Avaxia Biologics’s big plan has been to create a line of drugs that go after the same protein, tumor necrosis factor, that AbbVie’s adalimumab (Humira) does—just in a different, more localized way. Clearly, its approach has gotten AbbVie’s (NYSE: ABBV) attention.
Lexington, MA-based Avaxia announced today that it has closed an $11.4 million Series B round. While the round was led by existing investors Cherrystone Angels, Golden Seeds, and several other angels, the headliner is that AbbVie Biotech Ventures—the VC arm of the multi-billion dollar pharmaceutical business spun out by Abbott Laboratories in January—has become Avaxia’s first institutional investor and joined the group. AbbVie Biotech Ventures managing partner David Donabedian has gotten a seat on Avaxia’s board of directors as part of the deal, according to Avaxia CEO Barbara Fox.
Avaxia has now raised $15.5 million in equity and about $6 million in non-dilutive grants and contracts since its inception, Fox says.
Avaxia is using most of the cash to wind up an early-stage trial for its lead drug candidate, AVX-470, an antibody the company hopes to use to treat patients with ulcerative colitis. It will also help Avaxia manufacture enough drugs to use in its mid-stage clinical trial, while leaving the company with some breathing room to plan that study after it finishes the one currently underway.

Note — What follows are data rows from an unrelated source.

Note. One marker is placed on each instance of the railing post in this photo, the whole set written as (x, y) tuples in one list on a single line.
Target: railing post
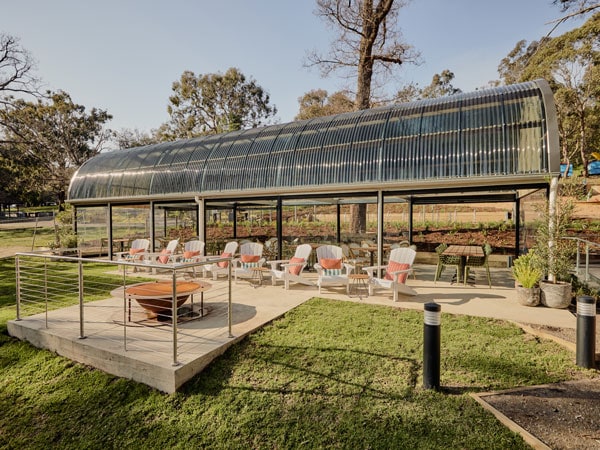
[(229, 308), (174, 317), (18, 276), (80, 276), (126, 308), (46, 289)]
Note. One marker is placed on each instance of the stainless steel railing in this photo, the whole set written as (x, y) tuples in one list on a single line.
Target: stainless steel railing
[(48, 281)]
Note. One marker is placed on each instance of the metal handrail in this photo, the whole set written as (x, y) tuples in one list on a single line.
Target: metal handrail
[(79, 281)]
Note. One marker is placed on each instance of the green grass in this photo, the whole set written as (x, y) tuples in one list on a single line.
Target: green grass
[(24, 237), (327, 375)]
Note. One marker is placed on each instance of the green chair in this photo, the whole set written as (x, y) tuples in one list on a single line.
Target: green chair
[(479, 261), (447, 260)]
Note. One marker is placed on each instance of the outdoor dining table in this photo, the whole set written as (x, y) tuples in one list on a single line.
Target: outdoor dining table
[(372, 250), (464, 251)]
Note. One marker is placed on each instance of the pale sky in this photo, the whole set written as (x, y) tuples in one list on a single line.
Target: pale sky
[(123, 55)]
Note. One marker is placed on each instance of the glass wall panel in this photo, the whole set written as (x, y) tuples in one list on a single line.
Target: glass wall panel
[(283, 153), (234, 170), (130, 222), (92, 230), (175, 221)]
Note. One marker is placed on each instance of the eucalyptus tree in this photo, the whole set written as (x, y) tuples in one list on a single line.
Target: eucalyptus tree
[(17, 68), (46, 140), (129, 138), (368, 47), (215, 103), (318, 103), (571, 63)]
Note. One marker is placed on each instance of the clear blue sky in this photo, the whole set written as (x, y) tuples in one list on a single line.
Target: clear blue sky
[(123, 55)]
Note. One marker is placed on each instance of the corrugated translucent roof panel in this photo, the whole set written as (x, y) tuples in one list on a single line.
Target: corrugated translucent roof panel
[(500, 134)]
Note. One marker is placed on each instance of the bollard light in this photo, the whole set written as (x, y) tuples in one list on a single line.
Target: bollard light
[(431, 346), (586, 332)]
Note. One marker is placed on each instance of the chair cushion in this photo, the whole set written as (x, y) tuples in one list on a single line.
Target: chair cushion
[(164, 256), (295, 270), (330, 263), (134, 253), (224, 264), (249, 261), (331, 266), (394, 266)]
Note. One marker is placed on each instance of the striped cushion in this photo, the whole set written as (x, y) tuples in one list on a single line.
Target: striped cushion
[(249, 265), (332, 272)]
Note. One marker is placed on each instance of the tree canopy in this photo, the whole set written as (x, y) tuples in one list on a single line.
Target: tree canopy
[(317, 103), (44, 141), (16, 68), (368, 46), (570, 63), (215, 103)]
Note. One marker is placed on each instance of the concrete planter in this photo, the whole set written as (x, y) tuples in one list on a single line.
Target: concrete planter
[(556, 295), (528, 296)]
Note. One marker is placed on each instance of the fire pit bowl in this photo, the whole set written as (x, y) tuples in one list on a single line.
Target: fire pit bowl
[(157, 297)]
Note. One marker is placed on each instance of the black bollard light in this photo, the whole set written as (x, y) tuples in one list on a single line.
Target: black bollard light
[(586, 332), (431, 346)]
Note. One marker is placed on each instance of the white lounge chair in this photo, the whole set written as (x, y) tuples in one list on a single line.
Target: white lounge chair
[(249, 259), (291, 269), (331, 269), (222, 267), (193, 251), (165, 256), (137, 252), (396, 273)]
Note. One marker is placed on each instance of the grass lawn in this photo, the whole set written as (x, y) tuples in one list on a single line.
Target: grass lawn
[(26, 237), (329, 374)]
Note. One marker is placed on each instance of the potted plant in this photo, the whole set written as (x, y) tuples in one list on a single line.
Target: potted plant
[(528, 272), (555, 253)]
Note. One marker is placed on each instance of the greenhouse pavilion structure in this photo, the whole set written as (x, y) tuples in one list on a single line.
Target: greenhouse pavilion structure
[(492, 145)]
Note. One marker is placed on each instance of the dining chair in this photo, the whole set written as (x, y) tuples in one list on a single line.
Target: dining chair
[(193, 251), (290, 270), (445, 261), (479, 261)]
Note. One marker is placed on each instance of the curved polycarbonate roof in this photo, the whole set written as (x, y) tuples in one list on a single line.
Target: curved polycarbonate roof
[(500, 136)]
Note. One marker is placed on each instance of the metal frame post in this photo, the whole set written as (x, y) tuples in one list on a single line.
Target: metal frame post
[(81, 317), (18, 281), (174, 318)]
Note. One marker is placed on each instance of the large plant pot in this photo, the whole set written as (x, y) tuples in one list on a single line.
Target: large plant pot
[(528, 296), (556, 295)]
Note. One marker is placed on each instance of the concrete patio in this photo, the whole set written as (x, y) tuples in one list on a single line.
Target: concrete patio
[(145, 353)]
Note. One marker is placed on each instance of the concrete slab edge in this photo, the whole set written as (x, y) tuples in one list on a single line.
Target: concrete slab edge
[(529, 438)]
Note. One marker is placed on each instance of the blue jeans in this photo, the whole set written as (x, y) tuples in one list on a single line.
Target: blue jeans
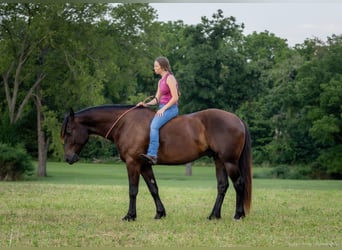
[(156, 124)]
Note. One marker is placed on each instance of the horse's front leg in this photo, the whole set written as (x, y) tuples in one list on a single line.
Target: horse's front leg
[(133, 170), (222, 186), (151, 182)]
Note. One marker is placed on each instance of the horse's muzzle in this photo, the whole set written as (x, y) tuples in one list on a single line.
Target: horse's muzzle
[(71, 158)]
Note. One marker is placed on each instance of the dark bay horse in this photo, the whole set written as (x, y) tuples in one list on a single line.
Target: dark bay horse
[(212, 132)]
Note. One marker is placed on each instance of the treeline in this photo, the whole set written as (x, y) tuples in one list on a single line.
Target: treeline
[(57, 56)]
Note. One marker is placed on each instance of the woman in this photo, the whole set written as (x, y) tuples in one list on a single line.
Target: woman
[(167, 97)]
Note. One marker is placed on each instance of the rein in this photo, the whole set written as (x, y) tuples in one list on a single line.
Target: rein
[(123, 114)]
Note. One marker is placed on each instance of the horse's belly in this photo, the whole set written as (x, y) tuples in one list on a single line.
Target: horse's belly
[(183, 143)]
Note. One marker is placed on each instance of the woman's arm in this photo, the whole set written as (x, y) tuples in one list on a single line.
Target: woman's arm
[(172, 83)]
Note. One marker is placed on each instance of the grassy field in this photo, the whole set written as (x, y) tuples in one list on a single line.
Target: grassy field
[(82, 205)]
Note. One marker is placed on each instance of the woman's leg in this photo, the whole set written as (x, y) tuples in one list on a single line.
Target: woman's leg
[(156, 124)]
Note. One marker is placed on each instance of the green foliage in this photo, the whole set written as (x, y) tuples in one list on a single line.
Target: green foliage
[(329, 163), (15, 163)]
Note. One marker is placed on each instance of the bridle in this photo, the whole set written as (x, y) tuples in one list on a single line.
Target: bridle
[(124, 113)]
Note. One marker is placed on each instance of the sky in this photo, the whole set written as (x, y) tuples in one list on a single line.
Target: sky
[(292, 21)]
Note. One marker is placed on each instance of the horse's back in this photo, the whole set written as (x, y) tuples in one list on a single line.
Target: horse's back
[(188, 137)]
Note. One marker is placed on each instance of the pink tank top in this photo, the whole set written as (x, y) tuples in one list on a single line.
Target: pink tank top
[(165, 90)]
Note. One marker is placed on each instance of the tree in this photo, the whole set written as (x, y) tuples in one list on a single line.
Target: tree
[(212, 65), (35, 36)]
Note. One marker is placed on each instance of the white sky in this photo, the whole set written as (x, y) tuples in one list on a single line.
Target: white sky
[(292, 21)]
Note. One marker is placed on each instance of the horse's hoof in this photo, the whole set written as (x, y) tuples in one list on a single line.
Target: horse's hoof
[(129, 217), (160, 215), (238, 216), (214, 217)]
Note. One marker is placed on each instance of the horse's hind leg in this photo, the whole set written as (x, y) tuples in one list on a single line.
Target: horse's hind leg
[(151, 182), (239, 186), (222, 186)]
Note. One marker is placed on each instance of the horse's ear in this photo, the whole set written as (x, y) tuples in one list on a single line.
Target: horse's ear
[(72, 113)]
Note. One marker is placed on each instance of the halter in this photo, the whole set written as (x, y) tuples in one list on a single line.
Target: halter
[(123, 114)]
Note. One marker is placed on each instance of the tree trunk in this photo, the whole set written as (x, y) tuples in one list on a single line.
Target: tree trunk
[(188, 169), (43, 143)]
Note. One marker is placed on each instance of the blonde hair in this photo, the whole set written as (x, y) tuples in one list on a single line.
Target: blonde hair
[(164, 63)]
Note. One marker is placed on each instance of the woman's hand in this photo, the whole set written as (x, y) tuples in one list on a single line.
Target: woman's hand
[(142, 104), (160, 112)]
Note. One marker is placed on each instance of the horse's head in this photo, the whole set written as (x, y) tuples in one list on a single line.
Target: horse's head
[(74, 136)]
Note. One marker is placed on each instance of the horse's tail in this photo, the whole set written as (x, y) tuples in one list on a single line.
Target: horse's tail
[(245, 165)]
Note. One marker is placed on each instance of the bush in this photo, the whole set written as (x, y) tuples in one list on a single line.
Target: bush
[(15, 163)]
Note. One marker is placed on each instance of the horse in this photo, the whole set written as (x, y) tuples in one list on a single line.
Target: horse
[(216, 133)]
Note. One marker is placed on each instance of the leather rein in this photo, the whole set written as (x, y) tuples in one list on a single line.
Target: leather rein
[(123, 114)]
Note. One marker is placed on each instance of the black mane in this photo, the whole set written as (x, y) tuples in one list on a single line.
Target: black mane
[(106, 106)]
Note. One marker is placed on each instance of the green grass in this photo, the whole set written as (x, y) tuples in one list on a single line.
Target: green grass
[(82, 205)]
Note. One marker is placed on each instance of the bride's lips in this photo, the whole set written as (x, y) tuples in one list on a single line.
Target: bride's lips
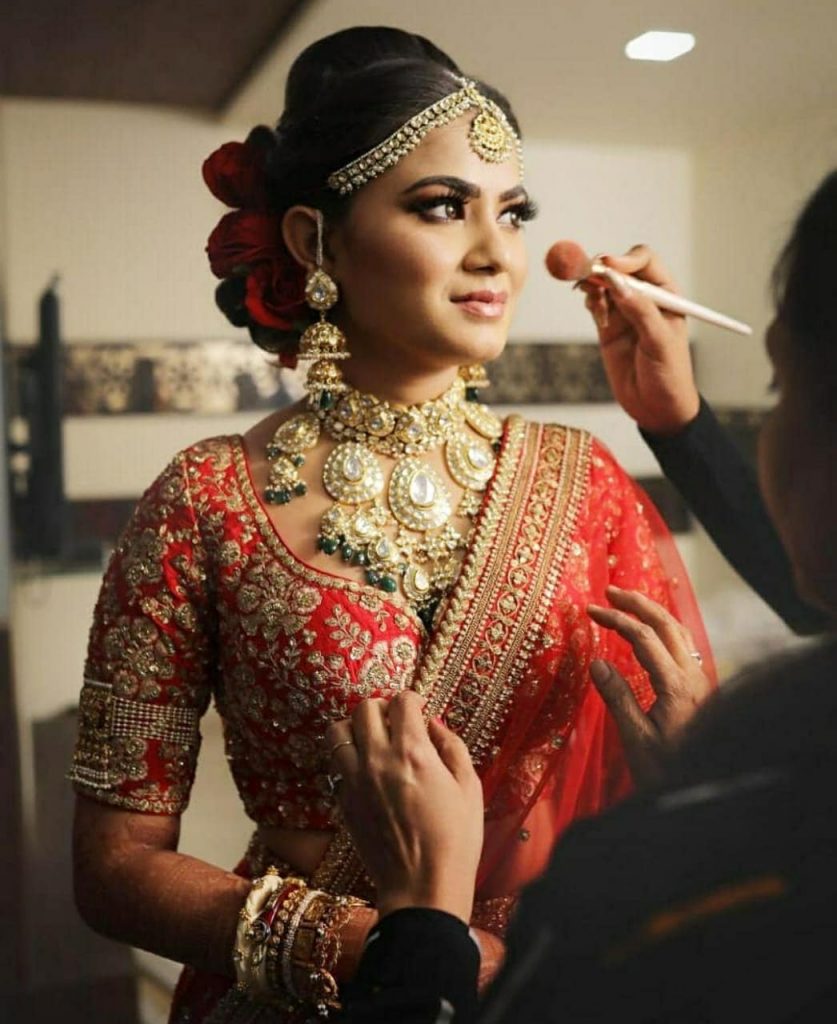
[(487, 304)]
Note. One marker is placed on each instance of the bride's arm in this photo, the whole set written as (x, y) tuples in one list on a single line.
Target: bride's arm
[(132, 885)]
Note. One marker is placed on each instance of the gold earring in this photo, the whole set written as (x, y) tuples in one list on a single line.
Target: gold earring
[(323, 342), (475, 378)]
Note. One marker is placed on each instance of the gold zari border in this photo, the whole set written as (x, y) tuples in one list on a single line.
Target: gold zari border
[(479, 650)]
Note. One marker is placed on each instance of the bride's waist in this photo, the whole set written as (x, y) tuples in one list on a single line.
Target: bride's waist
[(301, 849)]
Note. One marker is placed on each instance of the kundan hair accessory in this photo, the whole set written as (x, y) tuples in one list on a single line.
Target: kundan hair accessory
[(491, 136)]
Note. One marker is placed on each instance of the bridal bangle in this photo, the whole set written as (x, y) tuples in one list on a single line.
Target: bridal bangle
[(288, 943)]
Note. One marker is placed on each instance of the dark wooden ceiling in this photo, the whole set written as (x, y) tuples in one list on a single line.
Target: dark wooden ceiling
[(193, 53)]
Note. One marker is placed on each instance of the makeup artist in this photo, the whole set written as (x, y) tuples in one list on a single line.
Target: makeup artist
[(710, 896)]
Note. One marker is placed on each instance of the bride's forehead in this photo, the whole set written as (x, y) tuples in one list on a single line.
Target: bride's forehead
[(448, 151)]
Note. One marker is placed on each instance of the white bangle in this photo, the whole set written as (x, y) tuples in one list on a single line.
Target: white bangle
[(251, 936)]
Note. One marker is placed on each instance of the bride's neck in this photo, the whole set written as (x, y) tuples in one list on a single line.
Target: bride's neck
[(398, 384)]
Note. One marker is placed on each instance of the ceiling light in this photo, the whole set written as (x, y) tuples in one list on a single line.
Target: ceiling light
[(660, 45)]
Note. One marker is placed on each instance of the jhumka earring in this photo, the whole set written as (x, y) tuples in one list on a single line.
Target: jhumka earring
[(475, 378), (323, 342)]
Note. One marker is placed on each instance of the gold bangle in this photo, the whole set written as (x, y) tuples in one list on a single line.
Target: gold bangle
[(252, 937)]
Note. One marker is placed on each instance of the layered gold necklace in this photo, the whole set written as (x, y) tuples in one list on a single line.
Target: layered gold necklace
[(399, 528)]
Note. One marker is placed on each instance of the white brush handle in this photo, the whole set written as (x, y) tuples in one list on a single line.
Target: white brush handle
[(668, 300)]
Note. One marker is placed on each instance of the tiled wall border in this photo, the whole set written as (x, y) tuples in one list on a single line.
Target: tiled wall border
[(222, 376)]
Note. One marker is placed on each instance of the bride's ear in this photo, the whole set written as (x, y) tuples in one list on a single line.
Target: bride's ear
[(299, 235)]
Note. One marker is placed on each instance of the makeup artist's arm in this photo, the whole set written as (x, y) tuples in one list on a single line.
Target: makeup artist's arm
[(413, 803), (645, 355)]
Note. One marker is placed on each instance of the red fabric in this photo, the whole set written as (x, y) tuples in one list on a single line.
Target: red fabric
[(203, 599), (560, 757)]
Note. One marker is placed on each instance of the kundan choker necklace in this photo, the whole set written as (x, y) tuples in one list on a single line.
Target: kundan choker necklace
[(396, 528)]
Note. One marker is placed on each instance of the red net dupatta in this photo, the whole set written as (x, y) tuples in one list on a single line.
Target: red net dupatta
[(507, 667)]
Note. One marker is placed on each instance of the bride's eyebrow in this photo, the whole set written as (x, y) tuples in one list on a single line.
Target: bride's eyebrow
[(458, 185), (462, 187)]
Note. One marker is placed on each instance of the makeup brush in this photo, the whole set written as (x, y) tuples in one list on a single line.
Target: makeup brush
[(568, 261)]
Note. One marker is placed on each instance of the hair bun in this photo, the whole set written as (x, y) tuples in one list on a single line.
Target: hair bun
[(323, 65)]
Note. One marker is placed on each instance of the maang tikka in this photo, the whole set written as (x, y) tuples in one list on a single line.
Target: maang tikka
[(324, 342)]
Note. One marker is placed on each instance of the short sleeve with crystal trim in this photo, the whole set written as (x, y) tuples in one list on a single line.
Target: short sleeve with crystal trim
[(150, 659)]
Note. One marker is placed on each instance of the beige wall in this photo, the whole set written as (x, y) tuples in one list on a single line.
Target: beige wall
[(111, 198), (749, 188)]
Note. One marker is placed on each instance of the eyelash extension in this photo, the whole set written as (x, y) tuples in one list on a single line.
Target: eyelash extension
[(525, 210), (431, 202)]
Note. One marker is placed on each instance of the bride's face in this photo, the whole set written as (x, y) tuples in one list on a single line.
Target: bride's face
[(430, 258)]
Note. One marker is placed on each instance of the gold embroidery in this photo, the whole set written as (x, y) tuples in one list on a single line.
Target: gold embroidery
[(508, 577), (369, 597), (113, 738)]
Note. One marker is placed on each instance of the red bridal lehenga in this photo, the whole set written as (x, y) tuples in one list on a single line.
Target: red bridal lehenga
[(203, 600)]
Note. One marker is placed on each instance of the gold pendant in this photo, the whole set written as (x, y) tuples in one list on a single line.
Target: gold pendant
[(417, 496), (470, 461), (483, 420), (285, 455), (351, 474), (295, 435)]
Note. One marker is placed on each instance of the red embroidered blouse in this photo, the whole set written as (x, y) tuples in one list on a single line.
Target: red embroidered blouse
[(202, 599)]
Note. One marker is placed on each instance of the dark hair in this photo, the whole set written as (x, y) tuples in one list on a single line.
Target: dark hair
[(344, 94), (803, 287)]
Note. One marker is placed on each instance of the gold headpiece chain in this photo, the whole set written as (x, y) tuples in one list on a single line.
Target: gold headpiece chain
[(491, 136)]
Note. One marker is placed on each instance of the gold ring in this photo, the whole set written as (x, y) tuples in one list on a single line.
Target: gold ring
[(343, 742)]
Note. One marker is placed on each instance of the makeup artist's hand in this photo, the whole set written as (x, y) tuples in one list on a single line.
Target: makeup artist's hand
[(413, 803), (644, 349), (666, 650)]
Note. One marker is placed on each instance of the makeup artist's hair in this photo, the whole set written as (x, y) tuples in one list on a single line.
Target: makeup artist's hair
[(804, 290)]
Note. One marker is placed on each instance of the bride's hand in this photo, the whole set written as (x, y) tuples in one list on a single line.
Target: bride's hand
[(666, 650), (644, 349), (412, 802)]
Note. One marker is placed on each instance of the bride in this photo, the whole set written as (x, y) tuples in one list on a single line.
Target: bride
[(387, 532)]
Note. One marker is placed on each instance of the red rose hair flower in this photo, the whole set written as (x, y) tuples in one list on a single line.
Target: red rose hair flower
[(242, 240), (248, 242), (276, 294), (235, 174)]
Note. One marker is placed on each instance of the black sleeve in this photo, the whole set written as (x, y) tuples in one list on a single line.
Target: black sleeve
[(419, 967), (720, 487)]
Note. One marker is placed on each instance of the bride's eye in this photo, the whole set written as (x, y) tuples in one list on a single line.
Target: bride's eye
[(440, 208), (517, 215)]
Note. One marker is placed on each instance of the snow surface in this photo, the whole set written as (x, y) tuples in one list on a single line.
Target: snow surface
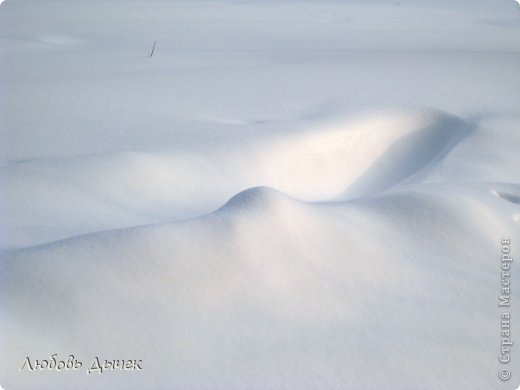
[(288, 194)]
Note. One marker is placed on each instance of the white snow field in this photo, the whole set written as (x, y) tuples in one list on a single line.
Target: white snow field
[(286, 195)]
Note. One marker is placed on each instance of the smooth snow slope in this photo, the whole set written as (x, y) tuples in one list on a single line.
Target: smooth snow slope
[(288, 194)]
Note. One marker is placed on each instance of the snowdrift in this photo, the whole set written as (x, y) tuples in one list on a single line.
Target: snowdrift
[(287, 195)]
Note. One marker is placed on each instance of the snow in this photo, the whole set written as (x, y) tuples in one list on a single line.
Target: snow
[(288, 194)]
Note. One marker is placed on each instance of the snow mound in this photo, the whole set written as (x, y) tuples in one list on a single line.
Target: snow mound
[(267, 290), (325, 160)]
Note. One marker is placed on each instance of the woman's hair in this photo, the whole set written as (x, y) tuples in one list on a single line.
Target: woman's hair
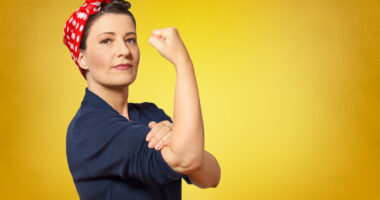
[(115, 6)]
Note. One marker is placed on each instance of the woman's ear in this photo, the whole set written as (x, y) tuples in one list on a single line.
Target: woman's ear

Fox was clear to say that AbbVie is making an investment only: it has no rights to the drug itself, meaning Avaxia is free to find a partner to help develop it. AbbVie isn’t getting an inside track towards a potential acquisition of the company as part of the deal.
“Their investment gives them a close relationship with us, it allows us to draw on their expertise with gastroenterology which we are delighted with,” Fox says. “It really gives them kind of a seat at the table, but does not give them any product rights.”
Avaxia’s early-stage study, which is enrolling somewhere between 24 and 30 patients, is expected to produce top-line clinical data by the end of the year, she says.
Fox adds that Avaxia is “actively” looking for a partner to either co-develop AVX-470 with or license the drug to altogether.
“Our preference would be to find a partner early on who can help us to design the best Phase 2 clinical trial, and who can help us make sure the drug supply manufacturing is going along consistent with what they would like to see,” she says. “And we would like to both get some early money back to our investors, primarily our angel investors who have been patient—we would like to reward their patience.”
Avaxia’s drug works by targeting tumor necrosis factor, a protein implicated in a number of inflammatory diseases. Drugs hitting that target have brought in billions for the pharmaceutical industry, as AbbVie knows better than anyone else: it has turned adalimumab into the biggest selling drug in the world, using it to treat a host of disease types such as rheumatoid arthritis.
Typically, however, anti-tumor necrosis factor drugs, are injected or infused into the body. Avaxia, using an antibody produced in cow’s milk, has created a pill. Though others have tried to create an oral anti-TNF drug in the past, Fox says Avaxia’s approach is different in that its drugs aren’t targeting inflammatory diseases affecting the whole system. While others made oral anti-TNF pills that were broadly absorbed and circulated through the bloodstream, Avaxia’s drug is designed to work in the gut and nowhere else.
“We’re just looking for local activity,” she says.
Indeed, Avaxia calls its drugs “gut-targeted therapeutics,” in that they are designed specifically to go directly to the gut and use their TNF-fighting punch right at the site of inflammation, which should have little affect on the rest of the system, and thus, fewer side effects. To create those drugs, Avaxia taps into cow’s milk. Pregnant cows are immunized with an engineered form of human TNF; Avaxia isolates the antibody from the milk produced by the cows just before they give birth.
“These antibodies are not only safe for oral administration, but they’re also designed by nature to work within the gut, and they are inherently stable to intestinal digestion,” Fox says.
Three types of drugs are currently used to treat inflammatory bowel disease: corticosteroids, which Fox says can be useful to treat a flare-up, but can’t be used for very long; a class of drugs known as 5-aminosalicyclic acids, oral antinflammatory drugs that “for most people are not strong enough,” according to Fox; and injectable anti-TNF’s such as adalimumab and Johnson & Johnson’s infliximab (Remicade).
“We are orally dosed, and we believe that the local activity of the antibody is beneficial for some patients,” she says. “There are advantages to targeting the activity of a drug locally. You minimize the effects outside of a disease space’s organ of interest, and you potentially increase efficacy.”
Avaxia has no problem licensing out AVX-470 to help validate its drug development concept. Should it be able to do so, the rest of its preclinical drugs take on a different light.
“If we can show that this first one works, then it really proves out the entire platform and that allows us to generate hopefully the research collaborations, the partnerships we need, and the financing we need to develop out the whole platform,” Fox says.